Lim Changwon, Sen Pranab K, Peddada Shyamal D
Biostatistics Branch, NIEHS, NIH, 111 T. W. Alexander Dr, RTP, NC 27709.
J Stat Plan Inference. 2012 May 1;142(5):1047-1062. doi: 10.1016/j.jspi.2011.11.003.
Toxicologists and pharmacologists often describe toxicity of a chemical using parameters of a nonlinear regression model. Thus estimation of parameters of a nonlinear regression model is an important problem. The estimates of the parameters and their uncertainty estimates depend upon the underlying error variance structure in the model. Typically, a priori the researcher would know if the error variances are homoscedastic (i.e., constant across dose) or if they are heteroscedastic (i.e., the variance is a function of dose). Motivated by this concern, in this article we introduce an estimation procedure based on preliminary test which selects an appropriate estimation procedure accounting for the underlying error variance structure. Since outliers and influential observations are common in toxicological data, the proposed methodology uses M-estimators. The asymptotic properties of the preliminary test estimator are investigated; in particular its asymptotic covariance matrix is derived. The performance of the proposed estimator is compared with several standard estimators using simulation studies. The proposed methodology is also illustrated using a data set obtained from the National Toxicology Program.

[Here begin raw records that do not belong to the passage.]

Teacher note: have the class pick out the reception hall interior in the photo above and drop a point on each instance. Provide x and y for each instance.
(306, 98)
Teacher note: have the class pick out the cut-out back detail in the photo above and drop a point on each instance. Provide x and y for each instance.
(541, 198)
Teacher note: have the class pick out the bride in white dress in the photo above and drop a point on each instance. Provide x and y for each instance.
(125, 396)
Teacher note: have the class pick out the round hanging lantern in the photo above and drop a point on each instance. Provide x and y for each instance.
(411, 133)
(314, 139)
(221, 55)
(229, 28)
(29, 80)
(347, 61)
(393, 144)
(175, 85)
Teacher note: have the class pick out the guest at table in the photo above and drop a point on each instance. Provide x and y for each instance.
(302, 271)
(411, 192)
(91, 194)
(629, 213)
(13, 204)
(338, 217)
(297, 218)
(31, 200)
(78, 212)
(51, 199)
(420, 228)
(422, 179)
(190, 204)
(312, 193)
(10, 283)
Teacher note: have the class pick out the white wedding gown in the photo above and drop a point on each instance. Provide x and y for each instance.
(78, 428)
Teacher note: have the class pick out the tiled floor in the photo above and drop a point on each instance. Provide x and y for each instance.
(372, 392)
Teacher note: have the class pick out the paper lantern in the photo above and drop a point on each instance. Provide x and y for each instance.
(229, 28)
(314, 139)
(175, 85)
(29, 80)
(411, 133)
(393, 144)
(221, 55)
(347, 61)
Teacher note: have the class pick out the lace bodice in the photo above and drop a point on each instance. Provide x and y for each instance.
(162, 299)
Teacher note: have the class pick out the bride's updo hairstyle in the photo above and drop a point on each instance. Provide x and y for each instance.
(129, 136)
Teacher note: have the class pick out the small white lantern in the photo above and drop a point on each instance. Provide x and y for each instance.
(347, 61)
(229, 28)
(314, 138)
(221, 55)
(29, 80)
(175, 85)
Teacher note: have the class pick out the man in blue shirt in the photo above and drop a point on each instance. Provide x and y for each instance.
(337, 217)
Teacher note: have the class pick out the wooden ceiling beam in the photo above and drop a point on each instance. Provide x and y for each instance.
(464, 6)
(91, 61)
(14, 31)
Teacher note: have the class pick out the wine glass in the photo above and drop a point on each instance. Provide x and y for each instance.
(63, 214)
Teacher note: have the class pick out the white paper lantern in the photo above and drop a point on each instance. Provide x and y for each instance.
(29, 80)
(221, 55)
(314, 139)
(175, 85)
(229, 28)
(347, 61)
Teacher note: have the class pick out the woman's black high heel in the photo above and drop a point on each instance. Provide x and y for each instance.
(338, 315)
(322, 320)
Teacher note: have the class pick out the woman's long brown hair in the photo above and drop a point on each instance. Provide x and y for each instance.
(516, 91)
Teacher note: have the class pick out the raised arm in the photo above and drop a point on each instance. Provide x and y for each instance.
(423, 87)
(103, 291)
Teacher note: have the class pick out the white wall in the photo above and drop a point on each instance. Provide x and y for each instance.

毒理学家和药理学家经常使用非线性回归模型的参数来描述化学物质的毒性。因此,非线性回归模型参数的估计是一个重要问题。参数估计及其不确定性估计取决于模型中潜在的误差方差结构。通常,研究者事先会知道误差方差是否为同方差(即,在不同剂量下恒定),或者它们是否为异方差(即,方差是剂量的函数)。出于这种考虑,在本文中,我们引入了一种基于初步检验的估计程序,该程序会根据潜在的误差方差结构选择合适的估计程序。由于异常值和有影响的观测值在毒理学数据中很常见,所提出的方法使用M估计量。研究了初步检验估计量的渐近性质;特别推导了其渐近协方差矩阵。通过模拟研究将所提出估计量的性能与几种标准估计量进行了比较。还使用从国家毒理学计划获得的数据集说明了所提出的方法。